善意で貧困はなくせるか

前回のナミビア出張の6月初めから読み出して、8が卯末にようやく読み終えた。数年前に買った自炊したPDFを読んでいたが、もう読み終えるという頃にKindle斑が出ていることに気づいて、買いなおして読了。

この本の終わりに解説を書いている澤田先生は、この本と、バナジー=デュフロ「貧乏人の経済学」、それから「最底辺のポートフォリオ」が「開発経済学の一般向け入門書」の新三部作だとしている*1

この本では「貧乏人の経済学」と同じようにランダム化比較試験(RTC)を使った途上国での様々な分野のプロジェクトの「実験」やそこから導かれたことが書かれているけれど、「途上国の人々にプロジェクトを売り込む」という視点、「どうすれば善意を超えて行動することができるかそうすれば最善の方法を見つけることができるか」。

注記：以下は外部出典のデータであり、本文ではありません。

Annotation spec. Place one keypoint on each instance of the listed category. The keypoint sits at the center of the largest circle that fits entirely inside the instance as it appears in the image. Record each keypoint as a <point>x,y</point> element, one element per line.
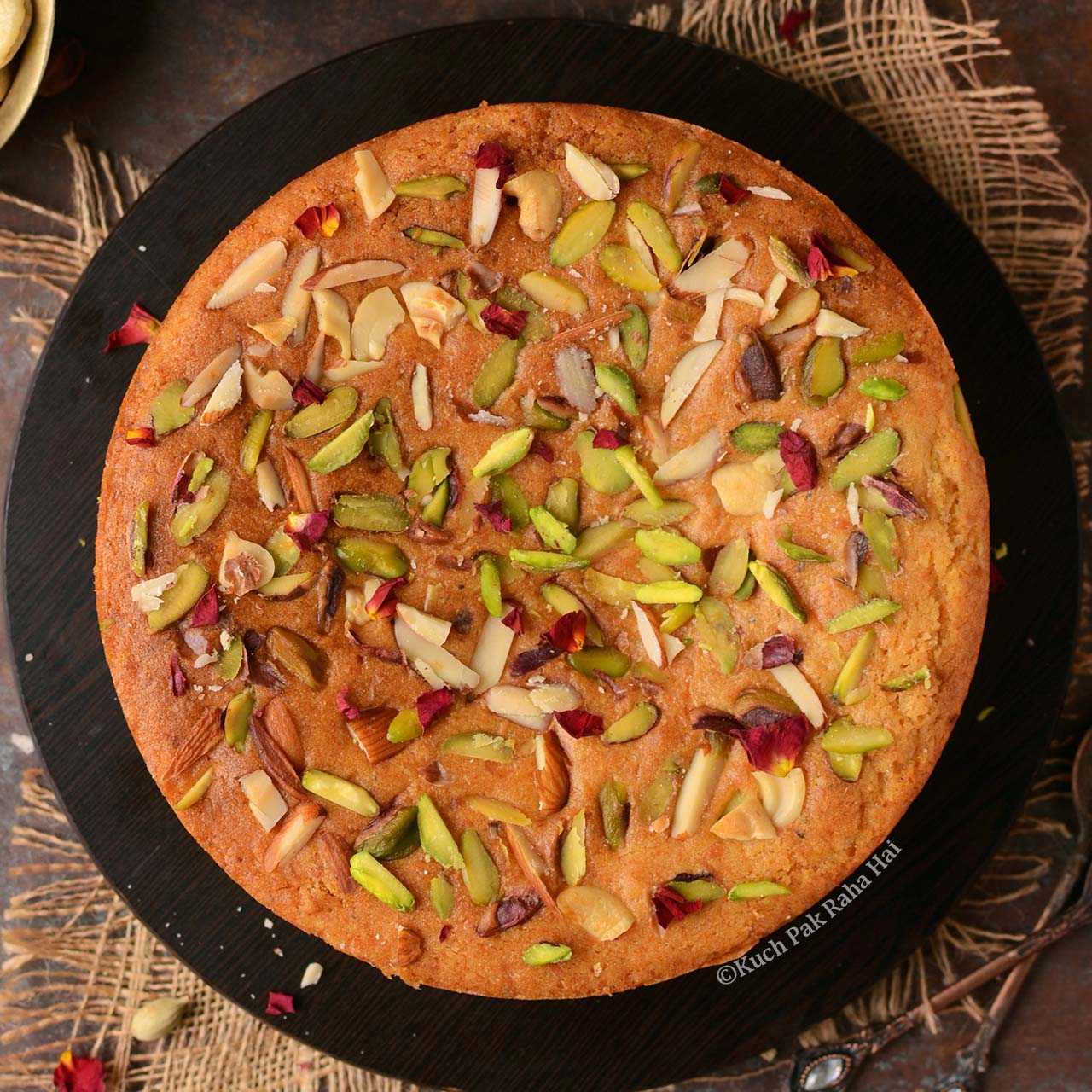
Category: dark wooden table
<point>160,74</point>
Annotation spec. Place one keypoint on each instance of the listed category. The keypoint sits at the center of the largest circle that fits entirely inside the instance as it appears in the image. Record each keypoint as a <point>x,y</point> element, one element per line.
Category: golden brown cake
<point>543,550</point>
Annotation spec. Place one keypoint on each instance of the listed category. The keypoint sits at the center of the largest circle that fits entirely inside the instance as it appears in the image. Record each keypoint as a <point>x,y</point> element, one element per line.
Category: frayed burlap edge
<point>78,962</point>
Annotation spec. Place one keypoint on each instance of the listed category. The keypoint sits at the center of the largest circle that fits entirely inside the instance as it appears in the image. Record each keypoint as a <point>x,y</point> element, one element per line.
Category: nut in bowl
<point>26,32</point>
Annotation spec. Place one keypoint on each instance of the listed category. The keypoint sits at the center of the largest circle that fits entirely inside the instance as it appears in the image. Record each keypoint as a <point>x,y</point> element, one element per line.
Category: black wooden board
<point>652,1036</point>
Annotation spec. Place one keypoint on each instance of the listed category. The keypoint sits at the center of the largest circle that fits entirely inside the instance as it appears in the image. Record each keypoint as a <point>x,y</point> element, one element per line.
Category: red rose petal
<point>179,683</point>
<point>140,437</point>
<point>495,514</point>
<point>206,611</point>
<point>607,438</point>
<point>346,706</point>
<point>77,1072</point>
<point>793,20</point>
<point>381,603</point>
<point>569,632</point>
<point>580,723</point>
<point>306,529</point>
<point>729,191</point>
<point>430,705</point>
<point>279,1003</point>
<point>306,393</point>
<point>318,219</point>
<point>799,460</point>
<point>139,328</point>
<point>494,154</point>
<point>499,320</point>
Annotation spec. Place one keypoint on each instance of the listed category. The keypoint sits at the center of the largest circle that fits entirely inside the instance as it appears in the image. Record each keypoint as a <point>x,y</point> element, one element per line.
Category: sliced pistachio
<point>479,872</point>
<point>367,555</point>
<point>339,405</point>
<point>343,449</point>
<point>380,881</point>
<point>639,721</point>
<point>177,601</point>
<point>581,232</point>
<point>195,517</point>
<point>863,614</point>
<point>497,374</point>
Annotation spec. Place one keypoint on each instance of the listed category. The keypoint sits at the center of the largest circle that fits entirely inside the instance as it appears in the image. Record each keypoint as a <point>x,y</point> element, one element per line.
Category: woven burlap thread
<point>78,963</point>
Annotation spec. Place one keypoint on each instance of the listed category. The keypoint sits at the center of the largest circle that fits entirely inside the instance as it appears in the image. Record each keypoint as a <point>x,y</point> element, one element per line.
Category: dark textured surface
<point>139,57</point>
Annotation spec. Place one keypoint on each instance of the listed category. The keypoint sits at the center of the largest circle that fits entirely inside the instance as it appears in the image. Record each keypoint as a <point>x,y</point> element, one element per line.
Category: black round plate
<point>646,1037</point>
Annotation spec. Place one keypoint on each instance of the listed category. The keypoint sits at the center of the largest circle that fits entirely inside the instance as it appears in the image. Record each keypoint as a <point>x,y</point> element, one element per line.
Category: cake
<point>543,550</point>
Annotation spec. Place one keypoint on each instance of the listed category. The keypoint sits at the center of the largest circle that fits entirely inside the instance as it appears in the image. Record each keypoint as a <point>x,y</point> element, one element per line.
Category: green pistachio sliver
<point>778,589</point>
<point>505,452</point>
<point>552,531</point>
<point>250,450</point>
<point>757,889</point>
<point>429,237</point>
<point>881,388</point>
<point>433,188</point>
<point>137,539</point>
<point>863,614</point>
<point>497,374</point>
<point>798,553</point>
<point>908,682</point>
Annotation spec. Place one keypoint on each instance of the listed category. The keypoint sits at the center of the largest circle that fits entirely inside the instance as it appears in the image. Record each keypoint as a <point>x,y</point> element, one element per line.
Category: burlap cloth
<point>78,963</point>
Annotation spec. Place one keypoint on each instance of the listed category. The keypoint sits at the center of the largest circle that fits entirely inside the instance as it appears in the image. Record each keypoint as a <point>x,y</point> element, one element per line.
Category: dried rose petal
<point>318,219</point>
<point>845,439</point>
<point>799,460</point>
<point>822,261</point>
<point>306,393</point>
<point>494,154</point>
<point>901,500</point>
<point>495,514</point>
<point>140,436</point>
<point>381,604</point>
<point>139,328</point>
<point>608,439</point>
<point>773,652</point>
<point>206,611</point>
<point>306,529</point>
<point>729,191</point>
<point>792,22</point>
<point>580,723</point>
<point>569,632</point>
<point>499,320</point>
<point>346,706</point>
<point>773,747</point>
<point>671,907</point>
<point>430,705</point>
<point>533,659</point>
<point>75,1072</point>
<point>179,683</point>
<point>543,450</point>
<point>279,1003</point>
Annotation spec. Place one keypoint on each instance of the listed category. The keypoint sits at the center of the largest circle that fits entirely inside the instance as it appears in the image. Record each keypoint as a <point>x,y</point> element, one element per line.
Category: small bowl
<point>30,68</point>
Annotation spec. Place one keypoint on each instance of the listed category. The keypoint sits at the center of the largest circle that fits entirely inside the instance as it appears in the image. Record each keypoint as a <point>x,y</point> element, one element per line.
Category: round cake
<point>544,550</point>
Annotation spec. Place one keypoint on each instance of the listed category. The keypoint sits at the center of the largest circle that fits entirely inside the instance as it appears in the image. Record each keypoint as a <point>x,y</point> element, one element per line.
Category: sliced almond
<point>210,375</point>
<point>296,303</point>
<point>293,834</point>
<point>265,388</point>
<point>432,311</point>
<point>371,183</point>
<point>552,773</point>
<point>261,265</point>
<point>334,276</point>
<point>332,311</point>
<point>375,318</point>
<point>225,398</point>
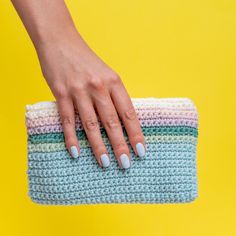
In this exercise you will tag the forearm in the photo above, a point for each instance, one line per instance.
(45, 20)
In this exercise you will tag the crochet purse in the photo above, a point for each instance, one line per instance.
(166, 174)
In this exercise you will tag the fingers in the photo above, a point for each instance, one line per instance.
(129, 118)
(89, 120)
(67, 115)
(111, 122)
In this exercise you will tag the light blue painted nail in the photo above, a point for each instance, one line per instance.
(105, 160)
(74, 152)
(140, 149)
(125, 162)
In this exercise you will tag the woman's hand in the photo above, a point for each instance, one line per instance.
(81, 81)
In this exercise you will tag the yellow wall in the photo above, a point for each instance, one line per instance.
(174, 48)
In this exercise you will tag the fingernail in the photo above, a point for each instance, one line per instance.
(74, 152)
(140, 149)
(105, 160)
(125, 162)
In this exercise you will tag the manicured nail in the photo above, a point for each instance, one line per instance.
(125, 162)
(74, 152)
(105, 160)
(140, 149)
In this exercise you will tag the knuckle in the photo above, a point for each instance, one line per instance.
(112, 122)
(130, 114)
(70, 140)
(138, 137)
(115, 79)
(120, 145)
(60, 92)
(66, 120)
(76, 88)
(97, 84)
(91, 124)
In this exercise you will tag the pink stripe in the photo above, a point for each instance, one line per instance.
(53, 120)
(148, 123)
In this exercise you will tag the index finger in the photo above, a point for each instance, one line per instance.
(127, 113)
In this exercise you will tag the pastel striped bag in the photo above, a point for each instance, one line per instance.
(166, 174)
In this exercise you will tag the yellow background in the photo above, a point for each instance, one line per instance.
(173, 48)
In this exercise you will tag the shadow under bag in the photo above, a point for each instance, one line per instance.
(166, 174)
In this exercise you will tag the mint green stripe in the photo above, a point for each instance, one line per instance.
(147, 131)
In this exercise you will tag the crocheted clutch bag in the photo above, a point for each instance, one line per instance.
(167, 173)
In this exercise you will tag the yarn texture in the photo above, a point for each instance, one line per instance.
(166, 174)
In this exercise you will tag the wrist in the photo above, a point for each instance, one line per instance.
(48, 37)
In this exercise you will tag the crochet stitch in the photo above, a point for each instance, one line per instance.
(166, 174)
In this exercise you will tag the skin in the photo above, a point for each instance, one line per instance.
(79, 80)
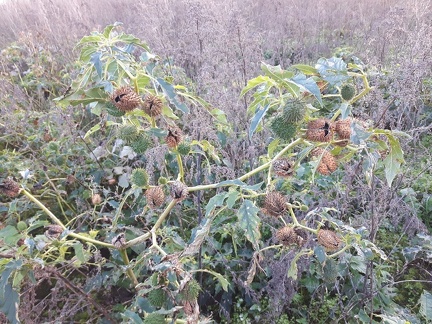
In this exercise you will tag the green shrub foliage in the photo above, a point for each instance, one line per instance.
(220, 237)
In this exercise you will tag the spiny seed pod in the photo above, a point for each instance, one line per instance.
(21, 226)
(162, 181)
(329, 240)
(282, 129)
(190, 292)
(119, 241)
(327, 164)
(341, 143)
(347, 92)
(157, 297)
(128, 133)
(286, 236)
(274, 204)
(189, 308)
(320, 130)
(113, 110)
(174, 137)
(294, 111)
(10, 188)
(301, 236)
(183, 148)
(53, 231)
(155, 197)
(141, 144)
(139, 178)
(343, 128)
(154, 318)
(179, 191)
(153, 105)
(47, 137)
(125, 99)
(96, 199)
(283, 167)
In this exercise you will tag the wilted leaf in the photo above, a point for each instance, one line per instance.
(393, 160)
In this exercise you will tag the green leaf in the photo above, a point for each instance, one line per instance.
(92, 130)
(9, 305)
(169, 91)
(345, 109)
(393, 160)
(272, 147)
(309, 85)
(7, 271)
(79, 252)
(256, 119)
(132, 317)
(96, 61)
(426, 304)
(10, 235)
(224, 283)
(250, 222)
(215, 201)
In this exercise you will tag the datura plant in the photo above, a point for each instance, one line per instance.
(306, 113)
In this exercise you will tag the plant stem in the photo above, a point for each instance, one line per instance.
(158, 223)
(129, 270)
(180, 165)
(58, 222)
(252, 172)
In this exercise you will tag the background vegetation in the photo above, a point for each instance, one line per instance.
(212, 49)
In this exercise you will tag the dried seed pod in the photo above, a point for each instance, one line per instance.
(343, 128)
(53, 231)
(174, 137)
(283, 167)
(10, 188)
(155, 197)
(128, 133)
(119, 241)
(47, 137)
(179, 191)
(125, 98)
(301, 236)
(327, 164)
(341, 143)
(141, 144)
(157, 297)
(287, 236)
(139, 178)
(153, 105)
(329, 240)
(274, 204)
(347, 92)
(96, 199)
(113, 110)
(320, 130)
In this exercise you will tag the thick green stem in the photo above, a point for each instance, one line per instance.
(252, 172)
(129, 270)
(180, 165)
(158, 223)
(58, 222)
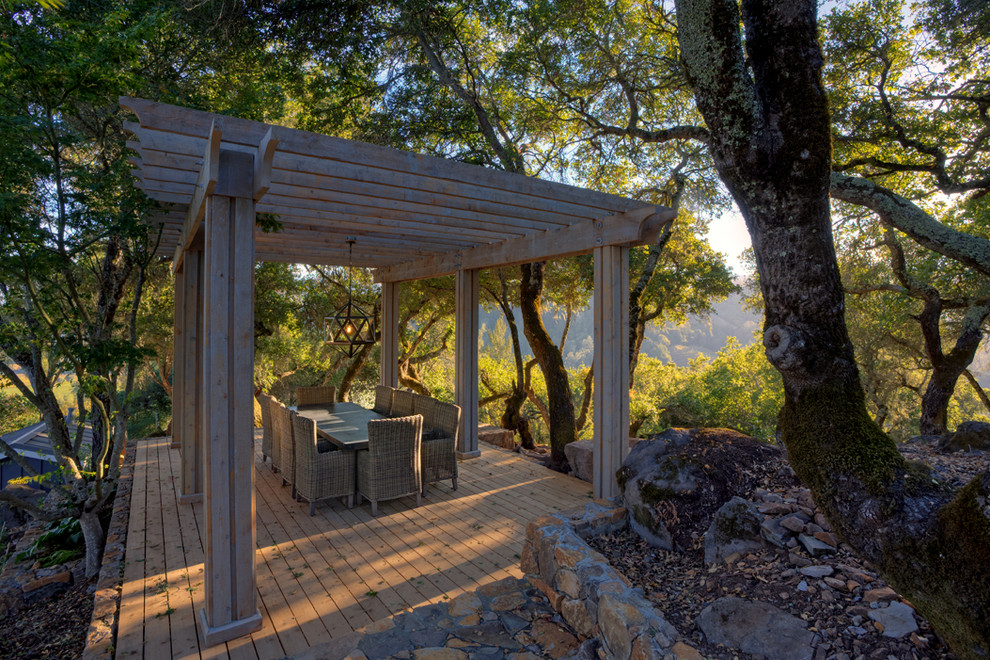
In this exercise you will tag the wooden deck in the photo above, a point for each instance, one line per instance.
(322, 577)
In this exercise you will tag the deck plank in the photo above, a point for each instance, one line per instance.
(321, 577)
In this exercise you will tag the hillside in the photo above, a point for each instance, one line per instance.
(679, 344)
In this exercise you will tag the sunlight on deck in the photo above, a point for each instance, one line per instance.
(322, 577)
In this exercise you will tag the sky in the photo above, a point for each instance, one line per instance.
(727, 234)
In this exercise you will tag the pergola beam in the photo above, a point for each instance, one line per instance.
(637, 227)
(205, 183)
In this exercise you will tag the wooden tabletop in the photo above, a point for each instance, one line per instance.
(345, 423)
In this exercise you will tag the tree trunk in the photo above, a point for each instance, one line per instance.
(512, 417)
(561, 408)
(94, 538)
(946, 367)
(768, 116)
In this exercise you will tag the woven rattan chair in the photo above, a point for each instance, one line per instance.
(390, 467)
(403, 402)
(320, 475)
(423, 405)
(266, 427)
(440, 444)
(282, 429)
(383, 400)
(311, 396)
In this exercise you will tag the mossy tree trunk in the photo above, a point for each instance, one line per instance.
(768, 115)
(551, 361)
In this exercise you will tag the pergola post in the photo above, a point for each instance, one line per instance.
(178, 351)
(188, 383)
(466, 361)
(611, 395)
(390, 334)
(228, 403)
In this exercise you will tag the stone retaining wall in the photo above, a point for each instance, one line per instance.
(106, 601)
(594, 598)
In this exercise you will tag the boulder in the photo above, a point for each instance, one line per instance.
(968, 436)
(493, 435)
(673, 483)
(757, 628)
(734, 529)
(581, 457)
(897, 620)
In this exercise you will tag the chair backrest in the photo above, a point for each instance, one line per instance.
(403, 402)
(383, 399)
(396, 440)
(446, 419)
(309, 396)
(282, 428)
(423, 405)
(304, 436)
(266, 421)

というより実務者的な視点が強いように感じる。そのために必要な二面戦略として著者が挙げているのが、第1は「問題を理解すること」で、その理解のための道具として行動経済学や従来の経済学の考え方が出てくる。そして第2は「厳密な評価」で、ここでRTCが出てくる。

解説の澤田先生は、この本から提示された方法についての2つの課題を書いている。一つは日本の援助の強調する「自助努力」と著者の「貧困を解決したいなら、それがどういうことなのかを、抽象的な言葉ではなく現実として知る必要がある。どんな匂い、どんな味、どんな手触りかを知る必要がある」と主張している部分。最近自分も、途上国の人たちが目的を知らずして「自助努力」できるのか、と思った経験もあった。もう一つはRTCの方法論にも様々な批判がある点。RTCがインプットとアウトプットの因果関係のみに注目し、両者の間にある「内部構造」を直接観察しない「ブラックボックス・アプローチ」であるため、外的妥当性も一般均衡効果も議論することが難しいとしている。

本書の最後に描かれている7つのアイデアをまとめておく。著者が言うように、このリストが置き換えられたり、長くなってくことを望みたい。

  • マイクロクレジットではなく)マイクロ貯蓄
  • お知らせメールで貯蓄を促す(低コストで貯蓄行動を促す)
  • 前払いで肥料を売る(キャッシュがあるときに売る)
  • 寄生虫駆除(就学期間の長期化に効果)
  • 少人数グループでの補習授業(学校制度の枠外のプログラム)
  • 塩素ディスペンサーできれいな水を(各家庭に配るより水源に設備を設置)
  • コミットメント装置

善意で貧困はなくせるのか?―― 貧乏人の行動経済学

善意で貧困はなくせるのか?―― 貧乏人の行動経済学

善意で貧困はなくせるのか?――貧乏人の行動経済学

善意で貧困はなくせるのか?――貧乏人の行動経済学

*1:旧三部作は、サックスの「貧困の終焉」、イースタリー「エコノミスト 南の貧困と戦う」、コリアー「最底辺の10億人」とのこと。